K, the stock J in the autumn after a year's growth and working: w, roots which have pushed from the rootstem cut; x, roots from the rootstem; y, the underground portion of the stem free from suckers; z, the stem from which all growths have been rubbed off, except in the case of the two uppermost joints, while quite small; a, vigorous shoots, which were shortened after the buds were inserted; b, Rose buds, which have "taken"; c, the points of cutting off the Brier shoots.
L, a Brier with a knob-like rootstem and side branches: d, the rootstock; e, fibrous roots; f, a clean cut below the rootstock, where a callus usually forms and roots are emitted; g, the point where a stoloniferous rootstem has been cut off; h, a shoot produced just above the ground from a stem cut off close; i, the side shoots cut close to the stem, but leaving the basal buds; j, the top cut off to a point where side growths are desired to issue; k, the depth of planting.
M. a Brier trimmed and planted: 1, the curled rootstock; m, the strong roots shortened; n, the fibrous roots, which are carefully retained; o, a portion of the stem from which buds have been removed; p, the depth of inserting in the soil; q, the top properly cut off at the desired height.

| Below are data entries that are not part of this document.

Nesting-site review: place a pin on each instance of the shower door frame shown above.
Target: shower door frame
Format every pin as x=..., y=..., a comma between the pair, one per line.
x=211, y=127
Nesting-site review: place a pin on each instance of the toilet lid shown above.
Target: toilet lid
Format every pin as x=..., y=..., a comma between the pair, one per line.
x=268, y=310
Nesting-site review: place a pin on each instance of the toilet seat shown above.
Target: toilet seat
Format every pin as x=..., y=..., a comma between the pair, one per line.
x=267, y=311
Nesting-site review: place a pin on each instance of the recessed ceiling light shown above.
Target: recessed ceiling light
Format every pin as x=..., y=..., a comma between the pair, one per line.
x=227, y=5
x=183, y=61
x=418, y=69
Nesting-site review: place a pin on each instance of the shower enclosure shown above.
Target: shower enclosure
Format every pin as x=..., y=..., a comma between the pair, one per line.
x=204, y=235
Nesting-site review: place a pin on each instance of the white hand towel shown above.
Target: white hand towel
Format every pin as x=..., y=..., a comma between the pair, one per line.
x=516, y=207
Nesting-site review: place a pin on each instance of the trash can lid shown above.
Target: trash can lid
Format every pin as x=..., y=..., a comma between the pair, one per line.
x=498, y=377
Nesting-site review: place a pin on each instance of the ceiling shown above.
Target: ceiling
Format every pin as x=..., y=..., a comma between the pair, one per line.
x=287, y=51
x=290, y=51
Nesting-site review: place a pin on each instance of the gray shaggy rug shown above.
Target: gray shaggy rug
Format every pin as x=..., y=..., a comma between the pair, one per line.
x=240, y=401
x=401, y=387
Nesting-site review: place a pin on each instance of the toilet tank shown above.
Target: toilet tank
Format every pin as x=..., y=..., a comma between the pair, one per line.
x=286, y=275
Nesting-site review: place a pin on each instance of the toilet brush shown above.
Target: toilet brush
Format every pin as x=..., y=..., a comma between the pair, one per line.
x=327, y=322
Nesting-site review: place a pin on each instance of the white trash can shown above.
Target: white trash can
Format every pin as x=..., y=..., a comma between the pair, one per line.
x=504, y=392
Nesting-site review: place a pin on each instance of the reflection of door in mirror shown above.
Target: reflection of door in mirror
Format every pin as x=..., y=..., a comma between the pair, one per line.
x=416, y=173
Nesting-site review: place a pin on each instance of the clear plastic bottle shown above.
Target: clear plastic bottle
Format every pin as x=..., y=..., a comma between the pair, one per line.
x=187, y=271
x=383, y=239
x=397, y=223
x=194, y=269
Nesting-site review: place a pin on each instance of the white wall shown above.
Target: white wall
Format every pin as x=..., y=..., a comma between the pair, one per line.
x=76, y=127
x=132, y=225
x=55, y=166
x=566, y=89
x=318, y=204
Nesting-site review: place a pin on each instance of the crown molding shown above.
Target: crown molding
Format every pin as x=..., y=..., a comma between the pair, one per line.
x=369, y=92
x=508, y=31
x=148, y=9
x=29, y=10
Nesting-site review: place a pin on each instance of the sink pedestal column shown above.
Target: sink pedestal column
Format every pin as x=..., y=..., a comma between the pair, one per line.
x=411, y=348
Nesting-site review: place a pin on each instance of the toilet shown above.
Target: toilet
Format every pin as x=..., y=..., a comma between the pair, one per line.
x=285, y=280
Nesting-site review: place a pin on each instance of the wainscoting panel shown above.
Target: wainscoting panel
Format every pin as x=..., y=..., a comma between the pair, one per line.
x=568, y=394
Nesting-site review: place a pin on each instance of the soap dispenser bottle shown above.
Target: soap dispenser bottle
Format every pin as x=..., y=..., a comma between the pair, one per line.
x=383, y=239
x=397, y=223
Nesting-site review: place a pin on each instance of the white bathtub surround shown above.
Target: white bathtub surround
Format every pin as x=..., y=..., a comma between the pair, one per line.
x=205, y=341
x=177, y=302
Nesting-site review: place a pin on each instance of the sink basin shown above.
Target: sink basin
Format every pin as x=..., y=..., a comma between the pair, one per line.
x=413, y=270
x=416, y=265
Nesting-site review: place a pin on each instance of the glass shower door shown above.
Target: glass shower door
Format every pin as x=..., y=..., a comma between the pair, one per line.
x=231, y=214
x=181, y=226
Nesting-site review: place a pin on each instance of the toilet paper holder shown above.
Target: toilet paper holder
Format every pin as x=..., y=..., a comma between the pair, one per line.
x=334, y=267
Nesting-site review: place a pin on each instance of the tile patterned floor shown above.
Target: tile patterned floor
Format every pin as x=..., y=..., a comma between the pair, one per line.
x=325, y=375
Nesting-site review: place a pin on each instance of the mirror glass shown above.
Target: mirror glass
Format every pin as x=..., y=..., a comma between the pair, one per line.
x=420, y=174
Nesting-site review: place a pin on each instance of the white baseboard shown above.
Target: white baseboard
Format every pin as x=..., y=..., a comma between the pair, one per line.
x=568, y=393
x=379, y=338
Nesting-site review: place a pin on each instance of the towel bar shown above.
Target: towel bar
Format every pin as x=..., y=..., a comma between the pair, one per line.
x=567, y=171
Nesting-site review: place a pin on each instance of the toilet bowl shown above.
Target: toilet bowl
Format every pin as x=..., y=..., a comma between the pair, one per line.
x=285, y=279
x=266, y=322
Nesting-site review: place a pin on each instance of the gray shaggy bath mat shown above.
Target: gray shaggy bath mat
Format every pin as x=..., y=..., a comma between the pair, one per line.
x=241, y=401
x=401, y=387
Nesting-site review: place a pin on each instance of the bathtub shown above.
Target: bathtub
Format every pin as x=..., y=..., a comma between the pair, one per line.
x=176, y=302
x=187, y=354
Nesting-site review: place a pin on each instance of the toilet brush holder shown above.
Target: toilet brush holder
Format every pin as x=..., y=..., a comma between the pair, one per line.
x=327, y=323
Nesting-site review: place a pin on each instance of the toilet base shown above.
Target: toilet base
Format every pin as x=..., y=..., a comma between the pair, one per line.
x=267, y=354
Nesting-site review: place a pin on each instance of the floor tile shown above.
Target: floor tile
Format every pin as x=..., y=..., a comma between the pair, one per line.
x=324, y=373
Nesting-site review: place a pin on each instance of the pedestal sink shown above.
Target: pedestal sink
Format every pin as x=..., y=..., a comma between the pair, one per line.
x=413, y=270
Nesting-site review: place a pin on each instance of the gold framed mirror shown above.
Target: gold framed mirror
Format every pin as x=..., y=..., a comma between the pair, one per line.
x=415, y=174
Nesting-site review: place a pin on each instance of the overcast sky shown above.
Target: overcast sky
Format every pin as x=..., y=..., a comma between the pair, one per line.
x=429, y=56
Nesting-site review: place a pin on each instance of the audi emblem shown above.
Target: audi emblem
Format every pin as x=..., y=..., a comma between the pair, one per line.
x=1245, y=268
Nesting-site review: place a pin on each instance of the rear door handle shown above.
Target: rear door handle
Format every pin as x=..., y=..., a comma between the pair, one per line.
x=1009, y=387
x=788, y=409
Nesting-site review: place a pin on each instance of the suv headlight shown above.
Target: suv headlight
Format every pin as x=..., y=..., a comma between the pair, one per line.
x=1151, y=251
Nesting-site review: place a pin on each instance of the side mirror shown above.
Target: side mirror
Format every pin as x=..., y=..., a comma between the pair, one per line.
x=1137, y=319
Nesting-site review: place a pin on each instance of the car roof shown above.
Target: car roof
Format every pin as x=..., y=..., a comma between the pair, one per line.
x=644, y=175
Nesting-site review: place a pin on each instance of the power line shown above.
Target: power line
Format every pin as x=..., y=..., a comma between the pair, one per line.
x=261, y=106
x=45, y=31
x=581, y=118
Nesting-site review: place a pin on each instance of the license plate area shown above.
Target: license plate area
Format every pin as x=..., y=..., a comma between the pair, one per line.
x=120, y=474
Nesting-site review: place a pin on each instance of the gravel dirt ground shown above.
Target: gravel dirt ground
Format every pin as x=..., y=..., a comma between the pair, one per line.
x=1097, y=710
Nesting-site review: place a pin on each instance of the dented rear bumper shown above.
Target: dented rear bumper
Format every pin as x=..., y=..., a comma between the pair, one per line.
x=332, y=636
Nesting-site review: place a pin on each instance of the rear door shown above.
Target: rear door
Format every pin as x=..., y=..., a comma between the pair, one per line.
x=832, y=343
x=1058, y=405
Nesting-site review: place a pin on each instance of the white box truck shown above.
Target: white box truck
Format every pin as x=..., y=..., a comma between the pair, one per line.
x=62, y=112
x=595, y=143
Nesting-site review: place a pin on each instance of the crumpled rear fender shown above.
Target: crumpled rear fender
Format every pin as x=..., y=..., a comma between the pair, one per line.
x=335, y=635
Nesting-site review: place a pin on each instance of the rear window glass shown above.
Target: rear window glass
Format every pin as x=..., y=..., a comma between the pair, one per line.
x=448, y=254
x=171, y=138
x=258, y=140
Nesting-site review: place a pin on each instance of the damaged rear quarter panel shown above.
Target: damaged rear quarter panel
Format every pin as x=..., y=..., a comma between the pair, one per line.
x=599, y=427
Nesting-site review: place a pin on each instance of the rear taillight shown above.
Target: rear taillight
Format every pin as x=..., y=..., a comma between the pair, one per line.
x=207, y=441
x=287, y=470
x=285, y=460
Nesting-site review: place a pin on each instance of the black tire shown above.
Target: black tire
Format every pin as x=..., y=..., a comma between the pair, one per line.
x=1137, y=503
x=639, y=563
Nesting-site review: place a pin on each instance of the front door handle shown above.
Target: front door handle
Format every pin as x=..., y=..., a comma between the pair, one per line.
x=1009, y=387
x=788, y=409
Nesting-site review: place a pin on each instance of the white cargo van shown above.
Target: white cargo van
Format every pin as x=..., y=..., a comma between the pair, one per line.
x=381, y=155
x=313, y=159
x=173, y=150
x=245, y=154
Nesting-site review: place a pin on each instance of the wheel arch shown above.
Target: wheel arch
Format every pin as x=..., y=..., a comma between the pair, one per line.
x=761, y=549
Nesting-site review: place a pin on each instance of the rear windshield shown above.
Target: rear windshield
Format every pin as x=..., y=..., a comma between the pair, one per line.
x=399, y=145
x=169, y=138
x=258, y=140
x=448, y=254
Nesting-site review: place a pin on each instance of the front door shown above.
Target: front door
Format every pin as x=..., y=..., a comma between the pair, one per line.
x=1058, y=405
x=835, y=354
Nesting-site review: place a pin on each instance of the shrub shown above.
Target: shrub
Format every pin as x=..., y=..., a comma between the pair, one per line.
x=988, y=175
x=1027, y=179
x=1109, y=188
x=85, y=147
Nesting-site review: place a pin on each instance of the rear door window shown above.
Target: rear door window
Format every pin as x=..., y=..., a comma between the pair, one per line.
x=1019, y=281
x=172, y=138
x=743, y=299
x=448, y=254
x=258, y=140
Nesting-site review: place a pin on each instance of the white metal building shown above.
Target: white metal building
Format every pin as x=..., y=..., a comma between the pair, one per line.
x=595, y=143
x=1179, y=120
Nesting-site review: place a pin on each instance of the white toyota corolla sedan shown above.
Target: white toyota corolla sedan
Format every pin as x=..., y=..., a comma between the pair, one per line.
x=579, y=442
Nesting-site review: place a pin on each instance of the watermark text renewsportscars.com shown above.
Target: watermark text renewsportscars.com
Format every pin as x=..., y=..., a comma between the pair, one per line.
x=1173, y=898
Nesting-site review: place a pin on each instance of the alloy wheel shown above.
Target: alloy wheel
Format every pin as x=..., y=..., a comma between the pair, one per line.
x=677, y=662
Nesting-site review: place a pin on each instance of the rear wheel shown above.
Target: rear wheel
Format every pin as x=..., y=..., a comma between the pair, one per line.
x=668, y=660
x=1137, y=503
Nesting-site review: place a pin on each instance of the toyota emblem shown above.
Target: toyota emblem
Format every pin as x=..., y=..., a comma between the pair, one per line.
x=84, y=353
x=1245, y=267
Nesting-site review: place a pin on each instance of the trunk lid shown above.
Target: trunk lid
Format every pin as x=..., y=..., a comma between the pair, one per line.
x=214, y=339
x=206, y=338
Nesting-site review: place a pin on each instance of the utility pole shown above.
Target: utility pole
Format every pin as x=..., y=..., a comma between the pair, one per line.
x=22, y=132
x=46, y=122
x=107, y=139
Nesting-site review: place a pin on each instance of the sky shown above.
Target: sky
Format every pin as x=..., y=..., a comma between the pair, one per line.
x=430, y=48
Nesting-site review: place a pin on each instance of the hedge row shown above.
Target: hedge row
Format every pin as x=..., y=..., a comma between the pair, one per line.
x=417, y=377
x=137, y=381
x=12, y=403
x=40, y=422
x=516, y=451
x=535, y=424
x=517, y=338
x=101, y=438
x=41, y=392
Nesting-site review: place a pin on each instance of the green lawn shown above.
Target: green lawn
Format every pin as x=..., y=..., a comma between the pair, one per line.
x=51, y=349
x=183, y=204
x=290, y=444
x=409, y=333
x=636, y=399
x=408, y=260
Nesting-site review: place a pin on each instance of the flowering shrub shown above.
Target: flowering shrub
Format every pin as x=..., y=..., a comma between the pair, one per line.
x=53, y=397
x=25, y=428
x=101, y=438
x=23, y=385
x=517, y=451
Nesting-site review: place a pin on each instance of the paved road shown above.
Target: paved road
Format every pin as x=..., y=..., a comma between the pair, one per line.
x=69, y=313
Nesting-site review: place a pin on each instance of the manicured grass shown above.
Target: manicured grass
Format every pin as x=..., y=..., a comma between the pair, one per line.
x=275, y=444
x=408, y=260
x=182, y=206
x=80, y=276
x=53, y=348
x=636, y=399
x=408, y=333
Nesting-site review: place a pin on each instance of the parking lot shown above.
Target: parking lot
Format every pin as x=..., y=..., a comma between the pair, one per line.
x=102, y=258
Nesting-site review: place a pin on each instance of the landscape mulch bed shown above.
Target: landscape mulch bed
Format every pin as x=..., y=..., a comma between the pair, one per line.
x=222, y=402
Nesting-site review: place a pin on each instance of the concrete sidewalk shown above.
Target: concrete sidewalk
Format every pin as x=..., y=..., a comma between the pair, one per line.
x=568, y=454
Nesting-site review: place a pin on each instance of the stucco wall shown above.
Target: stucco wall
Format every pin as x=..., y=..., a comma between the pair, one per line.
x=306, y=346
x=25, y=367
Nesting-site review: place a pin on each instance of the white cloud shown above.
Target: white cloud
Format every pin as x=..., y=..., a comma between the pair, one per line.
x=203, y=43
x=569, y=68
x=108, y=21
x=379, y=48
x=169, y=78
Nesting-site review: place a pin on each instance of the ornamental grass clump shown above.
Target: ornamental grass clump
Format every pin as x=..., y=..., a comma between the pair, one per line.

N, a Brier stock showing the different and usual heights of standards: r, 4 feet; s, 3 feet; t, 2 feet; u, 1 foot - the dotted outlines indicating the respective growths for budding in due course.
O, a Brier, trimmed and planted for a 1-foot standard, with the outer stock notched to induce rootlets close to the upright stem: v, the part from which buds have been carefully cut off; w, the notches.
P, the result of notching the rootstock: x, fibres; y, top growths.
The hedgerow Brier is the only stock so far found suitable for Roses as standards. The characteristics of the Dog Rose are a vigorous growth, with very stout curved downward spines, great hardiness, strong and relatively few roots, more disposed to extend than to form fibres, and still more to produce stoloniferous underground stems and push suckers.